- Image 1 of 3
- Image 2 of 3
- Image 3 of 3
LEIDEN, Netherlands – The father says he did not raise his son as a Muslim — and he regrets his decision now.
Maybe if Reda Nidalha, born and bred in the historic Dutch university city of Leiden, had learned about moderate Islam, it would have been harder for extremists to "brainwash" him and help him travel to Syria, his father says.
Mohamed Nidalha sent his son to Belgium to stay with his uncle after Reda fell in with a bad set of friends in Leiden.
But Reda soon came into online contact with a Belgian in Syria who linked him up with a notorious terror recruiting network, Sharia4Belgium.
The 20-year-old who grew up liking girls and going to discos suddenly changed, thanks to a toxic cocktail of online propaganda and covert contact with extremists in Belgium, one of Europe's hotspots for Islamic radicals.
"He went to the mosque, grew a beard and went to readings somewhere in a secret place — not in a mosque, but in a house somewhere," says Nidalha, a 49-year-old immigrant from Morocco who works in a concrete factory. "There, he was brainwashed, and prepared.

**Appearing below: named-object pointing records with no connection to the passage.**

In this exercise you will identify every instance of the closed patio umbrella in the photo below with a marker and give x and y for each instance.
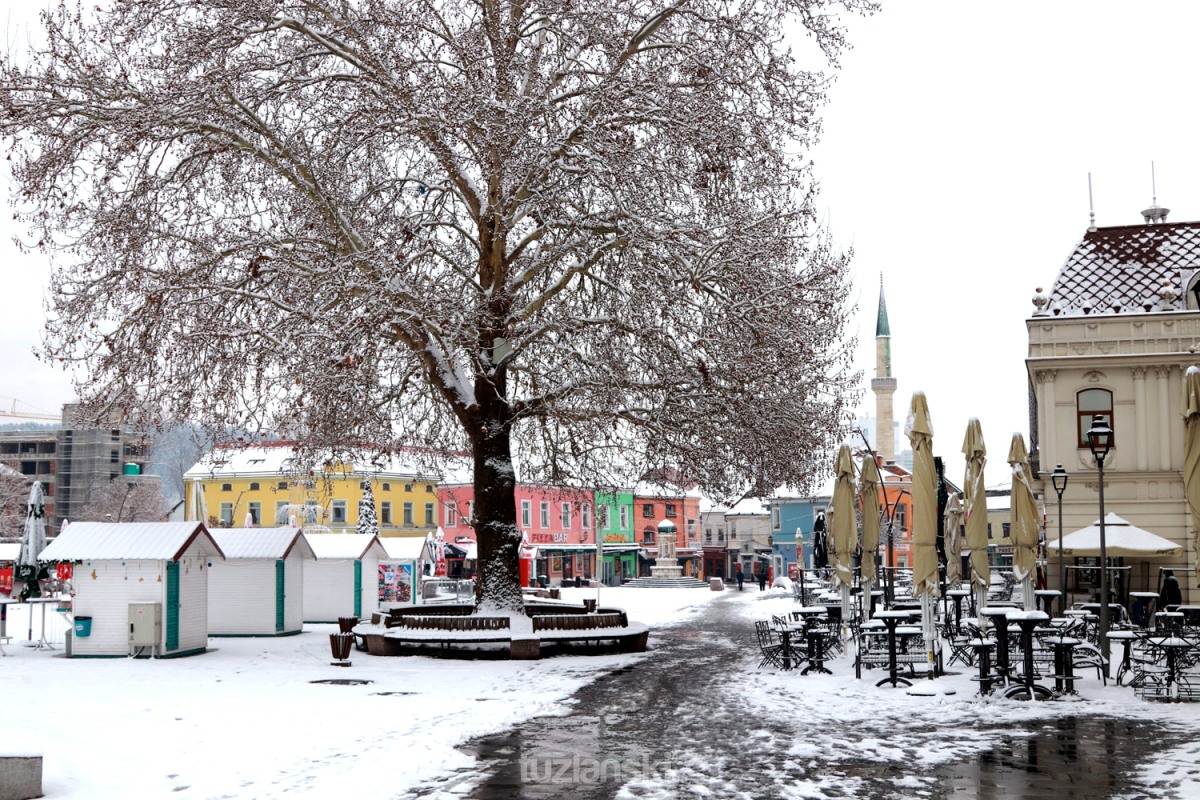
(1192, 455)
(841, 542)
(1122, 539)
(924, 499)
(953, 528)
(976, 511)
(1024, 521)
(33, 542)
(869, 476)
(924, 518)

Inside two months he was made totally crazy."
Reda is emblematic for hundreds of disaffected Muslim youngsters from the largely secular countries of Belgium and the Netherlands who have turned their backs on their liberal Western societies and been sucked into the sectarian maelstrom of Syria's brutal civil war.
"It is 100 percent that he is with ISIS. It's something everybody can see — he is on Facebook, he doesn't cover his face," Nidalha says, referring to the Islamic State militant group. "I've asked him: 'Reda, why do you do that?' and he says, 'Papa, you don't have to worry about me. That is my life. I want to live it that way.'"
Nidalha is at a loss to explain why exactly his son turned to violent extremism while trying to make a fresh start in Belgium.
But he suspects the jihadi recruiters saw in his son an easy mark — a kid from a broken home struggling with life and looking for a new direction.
"Those people are professional," Nidalha said. "They pick on the easiest prey they can easily brainwash."
He is angry at the Dutch government for not doing more to prevent his son from reaching Syria, saying they could have issued an international arrest warrant for him while he was in Turkey waiting to cross the border. Mohamed says his son told him he was detained twice by Turkish authorities before he got to Syria.
A Dutch intelligence agency estimates that around 180 Dutch citizens left the country to fight in 2014 alone.
Reda has been gone for almost a year now. His mother, Nidalha's ex-wife, still can't come to terms with what feels increasingly like an irreversible loss.
Nidalha is certain he won't see his boy alive again, but worries what he would be like if he did manage to return home.
"Imagine my son comes back. What kind of son do I get back? I don't get the same son as before," he said. "Because my son has now learned things there in Syria. My son might be able to make bombs now, maybe he can shoot."